In the Command selection list select full-import for a full import of the database table using the query specified in the data-config.xml. The other option is delta-import for an incremental import for new insert/update made on a database table based on the timestamp for when the previous query was run on the database table. Click on Execute to start the import and indexing.
 
A Indexing message gets displayed to indicate the status of the import.
 
 
The indexing status does not get updated automatically.
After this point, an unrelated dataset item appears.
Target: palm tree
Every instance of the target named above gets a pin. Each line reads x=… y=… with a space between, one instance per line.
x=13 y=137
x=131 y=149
To update the Indexing status click on the Refresh Status button. If the indexing has completed the Indexing completed message gets displayed.
 

Querying Imported Data

 
Having index the Oracle Database data in Solr the indexed data may be queried. Click on Query option for the collection1. With the default query *:* (q field), which fetches all the documents click on the Query button.
 
 
The 7 documents indexed in Solr from Oracle Database get listed as indicated by the numFound field in the response. A Solr document was indexed for each row of data in Oracle Database table OE.WLSLOG.
 
 
Each document has a _version_ field for the update log associated with it.
 
 
In this tutorial we imported and indexed data from Oracle Database into Solr. Subsequently we queried the indexed data in Solr Admin Console.
22587 3 /
Follow / 13 May 2015 at 8:47am

Hi,

I have tried above post .it created only for id in index.but it not creating index for other field.its giveing log error likeThe field :middleName present in DataConfig does not have a counterpart in Solr Schema.please tell me what issue .

Thanks and regards,

Kannabiran

Follow / 19 Nov 2016 at 1:16am

Thank you.

Follow / 6 Apr 2017 at 7:39pm

Re kannabiran: The  field names to be used in a Solr document must be configured in the schema.xml file. Refer section Configuring the Oracle Database Datasource in Solr.